1. Introduction
As semiconductor technology scaling becomes increasingly difficult, 3D stacking has recently gained attention due to its potential to offer much higher form factor along with higher performance and lower power compared to 2D designs. 3D stacking can be achieved in many different ways: package-to-package stack, die-to-die stack, die-to-wafer stack, and wafer-to-wafer stack. Package-to-package stack and die-to-die stack allow selection of known good dies for stacking and, thus, provide higher yield but limited performance improvement compared to 2D. In addition, these have higher cost as each die needs to be handled individually while building a stacked module [
1,
2,
3]. The through-silicon-via (TSVs) used in package and die level stacks are typically larger in size thereby limiting the bandwidth and performance offered by these. On the other end, wafer-to-wafer 3D stack allows TSVs to be scaled by 20 times thereby allowing much higher bandwidth and performance improvement along with lowest manufacturing cost by allowing stacking of wafers instead of chip and thereby supporting volume production. However wafer-stacking technology can potentially suffer from compounded yield loss, but this can be mitigated by the use of innovative circuit design, fault tolerant and repair techniques. Due to the strong consumer demand for higher performance in a smaller size with lower cost 3D technology, the industry is moving towards wafer level stacked technology.
The scaling of TSVs depends on the aspect ratio (DTSV/TSi) of TSV diameter (DTSV) to thickness of silicon (TSi), which in turn is governed by techniques used to etch, deposit the oxide and plating of TSVs. Thus silicon thickness must scale with TSV diameter for fixed aspect ratio. Handling of thin die is more difficult than handling of thin wafers and thus wafer stacking supports smaller TSVs and TSV keep out, and much higher 3D connection density thereby allowing much higher bandwidths. Also, by allowing TSVs to directly land on a wiring level, the need of micro-pillars for 3D communication is eliminated in wafer stacking, thereby overcoming the limitation imposed by limited scaling of micro-pillar pitch, and, thus, favoring further scaling of TSV pitch that supports higher bandwidth.

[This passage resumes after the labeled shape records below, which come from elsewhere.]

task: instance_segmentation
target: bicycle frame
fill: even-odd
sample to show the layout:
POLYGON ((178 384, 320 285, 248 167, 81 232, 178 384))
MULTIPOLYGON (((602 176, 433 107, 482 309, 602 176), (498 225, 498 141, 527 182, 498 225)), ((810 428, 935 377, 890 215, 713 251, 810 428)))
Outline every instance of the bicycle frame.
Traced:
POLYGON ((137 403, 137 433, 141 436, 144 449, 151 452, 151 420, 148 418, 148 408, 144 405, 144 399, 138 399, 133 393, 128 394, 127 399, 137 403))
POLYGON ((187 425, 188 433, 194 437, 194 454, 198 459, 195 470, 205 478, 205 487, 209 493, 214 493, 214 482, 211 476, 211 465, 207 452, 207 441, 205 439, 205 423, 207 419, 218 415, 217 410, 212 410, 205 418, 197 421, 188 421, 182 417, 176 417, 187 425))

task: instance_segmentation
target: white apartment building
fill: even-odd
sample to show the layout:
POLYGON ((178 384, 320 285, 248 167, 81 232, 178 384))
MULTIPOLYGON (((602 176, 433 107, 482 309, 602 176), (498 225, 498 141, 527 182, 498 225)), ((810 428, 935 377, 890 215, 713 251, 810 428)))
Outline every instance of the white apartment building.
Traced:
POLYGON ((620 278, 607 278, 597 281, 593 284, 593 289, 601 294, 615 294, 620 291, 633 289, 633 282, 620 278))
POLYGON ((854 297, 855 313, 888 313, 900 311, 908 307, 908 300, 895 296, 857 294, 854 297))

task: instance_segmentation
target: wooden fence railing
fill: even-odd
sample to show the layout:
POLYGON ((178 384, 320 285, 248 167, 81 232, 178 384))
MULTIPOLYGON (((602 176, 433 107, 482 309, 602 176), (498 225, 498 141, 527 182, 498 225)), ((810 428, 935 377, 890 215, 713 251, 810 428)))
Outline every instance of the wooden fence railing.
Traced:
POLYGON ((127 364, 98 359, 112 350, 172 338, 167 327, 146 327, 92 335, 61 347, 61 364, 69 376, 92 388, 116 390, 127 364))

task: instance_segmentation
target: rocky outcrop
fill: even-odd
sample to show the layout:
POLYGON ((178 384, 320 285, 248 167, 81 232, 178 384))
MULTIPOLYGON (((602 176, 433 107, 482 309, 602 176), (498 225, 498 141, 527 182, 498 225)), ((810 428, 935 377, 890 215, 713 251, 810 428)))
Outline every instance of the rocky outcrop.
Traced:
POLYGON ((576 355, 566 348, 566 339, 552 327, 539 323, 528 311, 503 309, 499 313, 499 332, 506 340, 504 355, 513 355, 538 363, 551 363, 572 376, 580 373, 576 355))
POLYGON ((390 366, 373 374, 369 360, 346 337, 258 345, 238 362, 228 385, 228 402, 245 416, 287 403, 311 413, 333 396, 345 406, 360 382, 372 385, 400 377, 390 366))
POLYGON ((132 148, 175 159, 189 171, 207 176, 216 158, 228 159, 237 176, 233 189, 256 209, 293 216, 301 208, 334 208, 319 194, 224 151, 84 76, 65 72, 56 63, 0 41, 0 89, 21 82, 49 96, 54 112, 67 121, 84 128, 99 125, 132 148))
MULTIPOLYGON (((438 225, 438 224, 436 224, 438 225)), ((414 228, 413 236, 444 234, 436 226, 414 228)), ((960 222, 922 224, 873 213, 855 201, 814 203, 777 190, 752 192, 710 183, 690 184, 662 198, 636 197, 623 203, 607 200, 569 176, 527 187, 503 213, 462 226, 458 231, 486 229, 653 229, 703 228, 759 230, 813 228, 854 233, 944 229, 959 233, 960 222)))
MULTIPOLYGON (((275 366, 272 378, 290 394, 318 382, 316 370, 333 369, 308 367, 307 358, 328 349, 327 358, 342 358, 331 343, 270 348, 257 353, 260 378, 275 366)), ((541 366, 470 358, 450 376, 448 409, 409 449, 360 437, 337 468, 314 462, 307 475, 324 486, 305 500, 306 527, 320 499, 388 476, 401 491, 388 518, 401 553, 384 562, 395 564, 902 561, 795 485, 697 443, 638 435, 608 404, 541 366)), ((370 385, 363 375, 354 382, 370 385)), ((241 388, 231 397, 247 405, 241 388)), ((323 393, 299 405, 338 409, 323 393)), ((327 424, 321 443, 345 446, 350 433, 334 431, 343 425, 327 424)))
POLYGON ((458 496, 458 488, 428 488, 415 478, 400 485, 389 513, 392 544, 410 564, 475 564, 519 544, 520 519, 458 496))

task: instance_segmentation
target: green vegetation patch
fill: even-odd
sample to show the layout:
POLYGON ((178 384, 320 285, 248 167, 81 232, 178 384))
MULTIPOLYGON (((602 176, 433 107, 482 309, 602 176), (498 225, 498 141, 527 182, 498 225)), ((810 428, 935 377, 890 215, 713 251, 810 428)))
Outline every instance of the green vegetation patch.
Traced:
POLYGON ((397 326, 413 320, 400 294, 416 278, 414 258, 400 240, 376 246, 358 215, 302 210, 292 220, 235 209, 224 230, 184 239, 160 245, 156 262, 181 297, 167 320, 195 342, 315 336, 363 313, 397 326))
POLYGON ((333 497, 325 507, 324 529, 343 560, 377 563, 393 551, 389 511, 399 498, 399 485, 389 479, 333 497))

Two key applications for wafer stacking are envisioned to be (a) massively parallel simple cores; (b) scaling of commodity memory. The increasing cost of lithography, and reliability and yield issues associated with the scaling of technology have made the cost reduction with scaling of technology node very difficult. Wafer scale 3D stacking allows scaling with existing technology nodes. Prior work [
3] has presented wafer-scale integration with tungsten TSV for low-power applications.
In this paper we present the stacking of high performance POWER7™ cache cores [
4] in 45 nm SOI technology with EDRAM and 13 metal levels. Five micrometer diameter electrically isolated Cu TSVs at 13 µm pitch are used for power delivery and signal communication in the stacked cache cores. Wafers are aligned and joined using low temperature oxide bonding after nine levels of metals. The wafers are thinned to 13 µm using grind polish and etch. TSVs are defined post bonding and thinning using conventional alignment techniques. Up to four additional metal levels are formed post bonding and TSV definition.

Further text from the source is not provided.